Background: Current healthcare recruitment practices prioritize academic credentials, leading medical students to focus disproportionately on theoretical knowledge while neglecting clinical skill development. This imbalance often results in graduates being underprepared for clinical practice. Objective: To evaluate an innovative pedagogical model combining flipped classroom methodology with 5G-enabled live surgical demonstrations designed to optimize clinical skill acquisition under resource-constrained conditions. Methods: A controlled trial was conducted with 106 medical trainees from the Fifth Affiliated Hospital of Sun Yat-sen University.

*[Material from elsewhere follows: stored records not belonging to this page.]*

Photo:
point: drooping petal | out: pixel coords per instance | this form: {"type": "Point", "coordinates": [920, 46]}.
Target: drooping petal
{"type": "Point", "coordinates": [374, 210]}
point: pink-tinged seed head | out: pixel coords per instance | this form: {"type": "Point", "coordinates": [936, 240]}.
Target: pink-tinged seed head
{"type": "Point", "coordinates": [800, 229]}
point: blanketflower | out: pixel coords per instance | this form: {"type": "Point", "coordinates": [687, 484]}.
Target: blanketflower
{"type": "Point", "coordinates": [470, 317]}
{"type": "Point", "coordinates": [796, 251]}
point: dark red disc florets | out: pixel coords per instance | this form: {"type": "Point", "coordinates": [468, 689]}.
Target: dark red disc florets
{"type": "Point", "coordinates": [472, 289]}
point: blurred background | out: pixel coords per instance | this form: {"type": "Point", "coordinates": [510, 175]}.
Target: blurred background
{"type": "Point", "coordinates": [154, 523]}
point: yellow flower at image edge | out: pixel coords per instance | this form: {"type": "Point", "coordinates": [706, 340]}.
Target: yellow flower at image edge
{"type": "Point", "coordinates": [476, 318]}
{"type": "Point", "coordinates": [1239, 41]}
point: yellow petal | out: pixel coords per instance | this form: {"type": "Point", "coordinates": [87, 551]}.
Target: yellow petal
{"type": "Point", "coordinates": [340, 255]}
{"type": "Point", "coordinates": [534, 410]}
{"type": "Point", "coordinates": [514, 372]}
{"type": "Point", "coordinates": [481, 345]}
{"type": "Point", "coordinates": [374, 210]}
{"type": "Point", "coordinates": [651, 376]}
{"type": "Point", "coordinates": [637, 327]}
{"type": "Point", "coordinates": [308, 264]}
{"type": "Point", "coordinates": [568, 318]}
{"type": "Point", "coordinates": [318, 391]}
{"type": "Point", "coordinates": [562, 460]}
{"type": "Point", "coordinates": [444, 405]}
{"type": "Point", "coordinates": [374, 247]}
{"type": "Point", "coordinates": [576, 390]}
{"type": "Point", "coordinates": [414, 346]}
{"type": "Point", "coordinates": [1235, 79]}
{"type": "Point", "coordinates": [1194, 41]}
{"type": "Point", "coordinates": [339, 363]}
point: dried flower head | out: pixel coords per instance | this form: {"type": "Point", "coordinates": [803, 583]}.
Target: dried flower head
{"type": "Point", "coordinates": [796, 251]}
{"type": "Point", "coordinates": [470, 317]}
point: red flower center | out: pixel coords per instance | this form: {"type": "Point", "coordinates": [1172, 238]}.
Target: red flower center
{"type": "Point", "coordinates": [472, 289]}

Participants were divided into control (n = 54, traditional lecture + simulation training) and experimental (n = 52, flipped classroom + 5G surgical live streaming) groups. Pre-/post-intervention assessments utilized validated questionnaires analyzed via SPSS 27.0 with Mann-Whitney U tests. Results: The experimental group demonstrated superior outcomes across all metrics compared to the control group, with statistically significant improvements particularly in learning interest, efficiency, and clinical confidence (p < 0.01). No statistical significance was found in sustained adoption preference (U = 1484.5, p > 0.05). Over 87% of trainees endorsed the expanded use of this multimodal approach (flipped classroom + 5G surgical live streaming). Conclusions: The integration of flipped classroom pedagogy with 5G surgical live streaming significantly enhances clinical procedural competence and confidence among medical trainees. This technology-enhanced model demonstrates strong learner engagement and provides a scalable solution for surgical education optimization.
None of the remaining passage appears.